Soak cashews and dates in just boiled water at least 20 minutes (or in water, in separate containers, overnight refrigerated), and drain and rinse.
Refrigerate two full fat coconut milk cans overnight and skim off the solid coconut cream to use in this recipe the next day. Each can should provide about ½ cup of solid cream. Refrigerate the milk for smoothies.
Line an 8x4-inch loaf pan with parchment paper.
Make the Crust
Add filling ingredients to a food processor or high powered blender. Process until blended well, press into a parchment-lined pan. Even the surface with a glass bottom rubbed with coconut oil to keep it from sticking.

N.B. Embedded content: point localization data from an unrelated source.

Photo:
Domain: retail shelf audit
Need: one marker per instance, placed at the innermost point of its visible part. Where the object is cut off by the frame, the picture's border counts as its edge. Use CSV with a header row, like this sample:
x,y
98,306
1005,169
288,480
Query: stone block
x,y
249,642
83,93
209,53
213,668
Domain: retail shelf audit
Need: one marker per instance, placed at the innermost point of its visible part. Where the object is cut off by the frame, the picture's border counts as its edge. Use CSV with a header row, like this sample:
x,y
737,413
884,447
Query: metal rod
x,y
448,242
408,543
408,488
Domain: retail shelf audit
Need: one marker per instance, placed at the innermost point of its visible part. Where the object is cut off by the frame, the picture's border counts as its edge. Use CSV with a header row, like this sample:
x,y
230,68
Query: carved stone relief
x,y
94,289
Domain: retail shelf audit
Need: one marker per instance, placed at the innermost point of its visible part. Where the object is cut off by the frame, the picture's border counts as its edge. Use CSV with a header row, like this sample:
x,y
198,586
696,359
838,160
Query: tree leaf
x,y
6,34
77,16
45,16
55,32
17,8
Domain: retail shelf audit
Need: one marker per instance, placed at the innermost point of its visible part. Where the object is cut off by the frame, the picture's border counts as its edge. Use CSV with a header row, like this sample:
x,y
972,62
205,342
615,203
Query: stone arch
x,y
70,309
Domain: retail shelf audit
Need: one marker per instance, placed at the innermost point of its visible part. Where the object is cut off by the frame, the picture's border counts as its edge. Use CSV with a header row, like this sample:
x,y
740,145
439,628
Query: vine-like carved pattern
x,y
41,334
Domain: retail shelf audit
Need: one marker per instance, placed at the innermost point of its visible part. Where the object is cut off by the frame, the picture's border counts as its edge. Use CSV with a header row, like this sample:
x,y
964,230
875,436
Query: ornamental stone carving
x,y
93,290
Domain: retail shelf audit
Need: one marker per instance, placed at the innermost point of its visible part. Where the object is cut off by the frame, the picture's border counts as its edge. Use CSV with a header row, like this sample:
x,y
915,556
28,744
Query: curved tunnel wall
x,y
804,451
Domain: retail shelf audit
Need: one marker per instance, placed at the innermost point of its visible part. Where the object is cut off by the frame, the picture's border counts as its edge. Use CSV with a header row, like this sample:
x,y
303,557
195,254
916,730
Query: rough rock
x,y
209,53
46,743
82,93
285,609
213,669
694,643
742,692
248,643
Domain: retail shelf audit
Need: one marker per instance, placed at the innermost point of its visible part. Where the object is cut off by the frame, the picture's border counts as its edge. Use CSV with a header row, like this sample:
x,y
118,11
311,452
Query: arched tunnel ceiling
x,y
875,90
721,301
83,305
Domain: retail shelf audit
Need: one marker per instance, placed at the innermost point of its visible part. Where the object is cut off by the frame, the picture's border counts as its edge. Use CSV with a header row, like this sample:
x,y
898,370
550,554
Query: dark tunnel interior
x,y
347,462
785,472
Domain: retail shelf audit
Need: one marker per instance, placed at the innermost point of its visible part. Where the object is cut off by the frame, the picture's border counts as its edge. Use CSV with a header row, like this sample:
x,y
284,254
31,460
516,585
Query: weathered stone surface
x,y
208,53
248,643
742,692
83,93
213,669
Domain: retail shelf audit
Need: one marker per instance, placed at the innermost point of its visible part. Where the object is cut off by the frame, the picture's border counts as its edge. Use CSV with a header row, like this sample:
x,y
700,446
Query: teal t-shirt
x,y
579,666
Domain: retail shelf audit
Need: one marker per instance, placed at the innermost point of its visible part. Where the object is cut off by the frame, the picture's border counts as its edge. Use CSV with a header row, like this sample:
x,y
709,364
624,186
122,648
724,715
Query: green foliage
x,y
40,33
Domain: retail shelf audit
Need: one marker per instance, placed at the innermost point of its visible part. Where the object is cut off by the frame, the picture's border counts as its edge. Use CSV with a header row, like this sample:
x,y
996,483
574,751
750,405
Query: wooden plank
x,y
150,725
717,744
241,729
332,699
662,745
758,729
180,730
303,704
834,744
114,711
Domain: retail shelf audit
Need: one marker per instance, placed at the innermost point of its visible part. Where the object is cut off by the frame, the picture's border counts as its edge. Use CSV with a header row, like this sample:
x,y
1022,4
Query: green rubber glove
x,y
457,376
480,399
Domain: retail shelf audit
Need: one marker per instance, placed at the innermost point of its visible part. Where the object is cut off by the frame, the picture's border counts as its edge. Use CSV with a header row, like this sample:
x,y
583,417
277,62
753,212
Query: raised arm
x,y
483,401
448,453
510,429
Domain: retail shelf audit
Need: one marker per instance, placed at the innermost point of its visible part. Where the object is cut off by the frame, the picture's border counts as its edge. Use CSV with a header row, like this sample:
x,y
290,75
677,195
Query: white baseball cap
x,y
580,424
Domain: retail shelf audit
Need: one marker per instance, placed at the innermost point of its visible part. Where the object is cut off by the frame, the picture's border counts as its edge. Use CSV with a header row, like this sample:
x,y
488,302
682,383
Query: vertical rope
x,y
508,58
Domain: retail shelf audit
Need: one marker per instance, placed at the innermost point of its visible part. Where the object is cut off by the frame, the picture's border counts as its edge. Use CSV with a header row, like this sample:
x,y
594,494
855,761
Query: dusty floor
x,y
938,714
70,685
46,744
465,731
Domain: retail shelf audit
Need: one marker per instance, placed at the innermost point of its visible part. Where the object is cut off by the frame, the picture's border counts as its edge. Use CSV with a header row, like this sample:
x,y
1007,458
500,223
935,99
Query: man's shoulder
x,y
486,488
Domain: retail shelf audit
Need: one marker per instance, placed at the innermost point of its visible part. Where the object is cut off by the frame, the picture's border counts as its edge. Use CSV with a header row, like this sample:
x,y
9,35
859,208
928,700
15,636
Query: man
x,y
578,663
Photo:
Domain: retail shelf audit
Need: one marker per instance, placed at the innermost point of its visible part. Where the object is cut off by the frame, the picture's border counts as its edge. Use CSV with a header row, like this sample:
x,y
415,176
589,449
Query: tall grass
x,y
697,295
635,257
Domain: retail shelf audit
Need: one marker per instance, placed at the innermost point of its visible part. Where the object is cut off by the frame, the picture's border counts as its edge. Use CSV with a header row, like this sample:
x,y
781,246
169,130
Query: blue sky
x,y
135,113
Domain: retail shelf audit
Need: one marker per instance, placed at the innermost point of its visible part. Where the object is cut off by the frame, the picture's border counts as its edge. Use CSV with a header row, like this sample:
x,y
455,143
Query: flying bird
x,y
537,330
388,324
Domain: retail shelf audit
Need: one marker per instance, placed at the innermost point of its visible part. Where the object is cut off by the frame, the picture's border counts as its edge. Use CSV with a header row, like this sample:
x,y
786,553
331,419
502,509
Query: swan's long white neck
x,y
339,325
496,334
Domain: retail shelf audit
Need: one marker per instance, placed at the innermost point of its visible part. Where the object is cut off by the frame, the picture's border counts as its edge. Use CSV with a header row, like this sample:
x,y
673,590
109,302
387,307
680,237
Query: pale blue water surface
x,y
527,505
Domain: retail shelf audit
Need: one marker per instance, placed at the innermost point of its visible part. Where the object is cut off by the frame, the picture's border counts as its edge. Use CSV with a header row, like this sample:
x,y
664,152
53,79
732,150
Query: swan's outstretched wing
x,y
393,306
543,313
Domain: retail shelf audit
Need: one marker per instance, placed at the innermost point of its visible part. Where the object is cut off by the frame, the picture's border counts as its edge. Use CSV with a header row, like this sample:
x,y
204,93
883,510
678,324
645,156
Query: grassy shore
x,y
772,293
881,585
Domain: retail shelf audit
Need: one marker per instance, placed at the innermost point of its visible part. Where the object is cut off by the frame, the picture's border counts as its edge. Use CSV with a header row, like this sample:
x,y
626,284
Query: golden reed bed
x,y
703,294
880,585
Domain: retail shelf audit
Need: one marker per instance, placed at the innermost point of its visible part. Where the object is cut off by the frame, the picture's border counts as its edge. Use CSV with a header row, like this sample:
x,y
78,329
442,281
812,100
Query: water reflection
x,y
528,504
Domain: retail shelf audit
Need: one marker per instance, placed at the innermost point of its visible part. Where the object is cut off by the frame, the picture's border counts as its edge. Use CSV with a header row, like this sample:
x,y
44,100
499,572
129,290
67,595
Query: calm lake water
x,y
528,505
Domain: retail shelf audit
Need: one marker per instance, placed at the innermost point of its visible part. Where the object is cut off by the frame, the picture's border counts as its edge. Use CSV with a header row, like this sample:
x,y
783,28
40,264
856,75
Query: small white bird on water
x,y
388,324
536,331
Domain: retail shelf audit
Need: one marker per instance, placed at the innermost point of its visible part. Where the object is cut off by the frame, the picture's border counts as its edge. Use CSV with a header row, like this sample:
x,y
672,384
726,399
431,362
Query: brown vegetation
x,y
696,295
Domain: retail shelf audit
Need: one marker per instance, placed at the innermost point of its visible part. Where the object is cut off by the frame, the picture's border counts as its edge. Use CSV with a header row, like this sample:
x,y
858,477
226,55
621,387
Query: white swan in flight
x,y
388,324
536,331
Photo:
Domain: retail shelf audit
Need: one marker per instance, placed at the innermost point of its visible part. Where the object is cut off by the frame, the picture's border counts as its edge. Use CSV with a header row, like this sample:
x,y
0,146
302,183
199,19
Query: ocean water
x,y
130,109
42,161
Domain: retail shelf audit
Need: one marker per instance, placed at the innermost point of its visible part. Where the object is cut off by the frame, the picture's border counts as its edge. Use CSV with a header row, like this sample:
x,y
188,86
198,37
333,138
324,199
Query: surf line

8 dates, 1 cup rolled oats, ½ cup walnuts, 2 tablespoon lemon juice, 1 tablespoon lemon zest
Make Creamy Cashew Filling
Blend cashews and all filling ingredients until very smooth. Pour mixture over crust and freeze for 1 hour and refrigerate overnight.
2 cups cashews, 1 cup coconut cream, ½ teaspoon vanilla extract, ¼ cup maple syrup, 3 tablespoon lemon juice, 1 tablespoon lemon zest, 1 drop lavender culinary oil, ¼ teaspoon salt
Lift the cake out of the pan by the parchment. Slice vertically, in 2-inch pieces, running a smooth sharp knife under hot water between every cut. The sides might need cutting too if you want perfectly square sides for presentation.
Refrigerate slices for 3 days with a piece of parchment covering the surface to keep it from drying out and cracking, or freeze for three months.